Васил принял, широко раскрыв глаза, его новый образ – наступательно энергичный и беспечный. Качества, материализованные в сорванном яблоке и в следах зубов на нем.
– Не потому, что я жмот, как твой отец, – пояснил Матей и забросил большой огрызок к облакам, – просто я решил сделать себе витаминный удар за его счет… Точнее – для овозмездивания. Заметь, какое слово я придумал! Я ему заплатил за весь месяц, а ухожу в середине, он, однако, дурачком прикидывается. Уж не говорю, что не угостил меня ни одной черешенкой или клубничкой… Он, впрочем, уверен, что я рвал, а я до сегодняшнего дня и не притрагивался.

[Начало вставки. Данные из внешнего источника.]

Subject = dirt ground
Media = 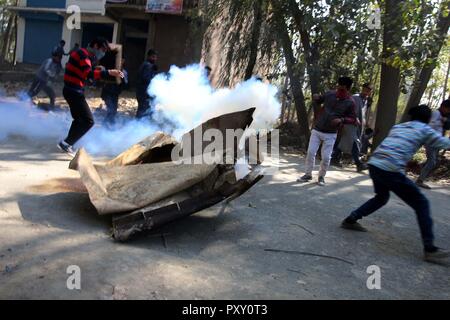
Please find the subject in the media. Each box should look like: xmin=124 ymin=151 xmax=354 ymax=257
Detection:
xmin=0 ymin=137 xmax=450 ymax=299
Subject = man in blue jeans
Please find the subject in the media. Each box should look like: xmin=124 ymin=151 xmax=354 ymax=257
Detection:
xmin=342 ymin=105 xmax=450 ymax=262
xmin=416 ymin=100 xmax=450 ymax=189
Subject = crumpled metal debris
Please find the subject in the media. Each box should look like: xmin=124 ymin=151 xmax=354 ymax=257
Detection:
xmin=69 ymin=108 xmax=263 ymax=241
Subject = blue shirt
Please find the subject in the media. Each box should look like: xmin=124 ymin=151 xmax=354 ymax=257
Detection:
xmin=369 ymin=121 xmax=450 ymax=173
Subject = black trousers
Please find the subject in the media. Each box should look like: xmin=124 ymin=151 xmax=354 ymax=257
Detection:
xmin=350 ymin=166 xmax=434 ymax=251
xmin=63 ymin=88 xmax=94 ymax=146
xmin=28 ymin=77 xmax=56 ymax=106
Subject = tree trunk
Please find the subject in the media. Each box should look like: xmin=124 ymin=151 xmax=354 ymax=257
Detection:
xmin=281 ymin=77 xmax=289 ymax=124
xmin=0 ymin=13 xmax=14 ymax=61
xmin=402 ymin=2 xmax=450 ymax=122
xmin=374 ymin=0 xmax=402 ymax=148
xmin=289 ymin=0 xmax=322 ymax=95
xmin=244 ymin=0 xmax=263 ymax=80
xmin=271 ymin=0 xmax=310 ymax=147
xmin=442 ymin=59 xmax=450 ymax=100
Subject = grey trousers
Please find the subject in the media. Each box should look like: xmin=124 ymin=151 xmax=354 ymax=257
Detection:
xmin=419 ymin=146 xmax=439 ymax=181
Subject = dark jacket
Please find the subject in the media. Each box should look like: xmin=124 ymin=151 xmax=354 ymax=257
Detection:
xmin=136 ymin=61 xmax=158 ymax=97
xmin=36 ymin=58 xmax=62 ymax=83
xmin=314 ymin=91 xmax=357 ymax=133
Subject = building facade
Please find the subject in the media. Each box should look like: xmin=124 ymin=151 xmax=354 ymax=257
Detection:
xmin=10 ymin=0 xmax=202 ymax=85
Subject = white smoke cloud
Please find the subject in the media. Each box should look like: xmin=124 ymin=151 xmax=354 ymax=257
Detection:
xmin=0 ymin=65 xmax=281 ymax=156
xmin=149 ymin=65 xmax=281 ymax=138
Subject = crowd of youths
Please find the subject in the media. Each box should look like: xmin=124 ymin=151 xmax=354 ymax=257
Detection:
xmin=28 ymin=38 xmax=450 ymax=261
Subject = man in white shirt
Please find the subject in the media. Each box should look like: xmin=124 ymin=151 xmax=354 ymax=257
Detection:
xmin=416 ymin=100 xmax=450 ymax=189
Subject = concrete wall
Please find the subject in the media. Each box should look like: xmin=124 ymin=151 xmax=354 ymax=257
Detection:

– Он уверен… – подтвердил Васил, настоящее эхо.
– Теперь я взялся оправдать терзания твоего отца, и не потому, что восстанавливаю материальную справедливость, здесь другое… Себя восстанавливаю, Васко, то, что потерял! Раньше у меня была привычка много брать от жизни, это большая игра в расходы и приобретения, в приливы и отливы, интересно, настоящее удовольствие. Почему ты снова не привел Кристину?
– Она…
– Ты испугался, признайся! Твои родители не стоят ломаного гроша, но и она не заслуживает таких жертв… Ни одна женщина не заслуживает, запомни мои слова. Значит, испугался ты очень вовремя…
– Я только хотел сказать тебе… я обязан… Раньше они не были такими, не были… Отец мой начинал молодым учителем в деревне, бедным квартирантом – часто выходил в садик и любовался грушами и яблоками, плоды висели красные, золотистые, а он не смел сорвать… забитый, стеснительный молодой человек. Еще тогда засела в нем мысль – иметь свои деревья, фрукты. Не бог весть что… И в Софии мы сначала снимали квартиру, тогда мне жилось с ними неплохо, пока я в школу не пошел. В тот год они купили два участка, начали строиться – и хорошее кончилось. Как только отец берется за работу в одном из домов – звереет. Помогал я ему как-то, да зазевался, так он бросил в меня камнем, чуть не убил…
Режиссер молча сорвал еще яблоко, повертел его в руках, потом с силой швырнул в стену дома, со злостью, даже не надкусив. Но ни тот, ни другой, не проследили за судьбой яблока. Нагнув голову, сын Стефана ковырял носком ботинка землю… (Его цель, сказал себе Матей, потихоньку зарыться в землю.) Его сердце остыло, он уже не испытывал жалости и сострадания к Васко, к его мукам. „Что же я сумасшедший был до вчерашнего дня? Контакт с такими людьми – потерянное время, я знал это…" Что на него нашло в эти недели? Разве он не пил, не разговаривал в разных городах и селах – пока снимал свои фильмы – с десятками, сотнями невзрачных типов, настоящих близнецов Васила и Стефана? Они садились с ним за стол, хлопали его по плечам, пели и орали, потом он забывал их. Бывало получал письма – „помнишь, браток бумажными комками безошибочно попадал в мусорную корзину, а для того, чтобы они были тяжелее, перестал распечатывать конверты. Звонили по телефону – находят, представьте себе, некий молодец проездом в Софии на несколько дней, желает повидаться. „Очень жаль, но через час улетаю в Англию…"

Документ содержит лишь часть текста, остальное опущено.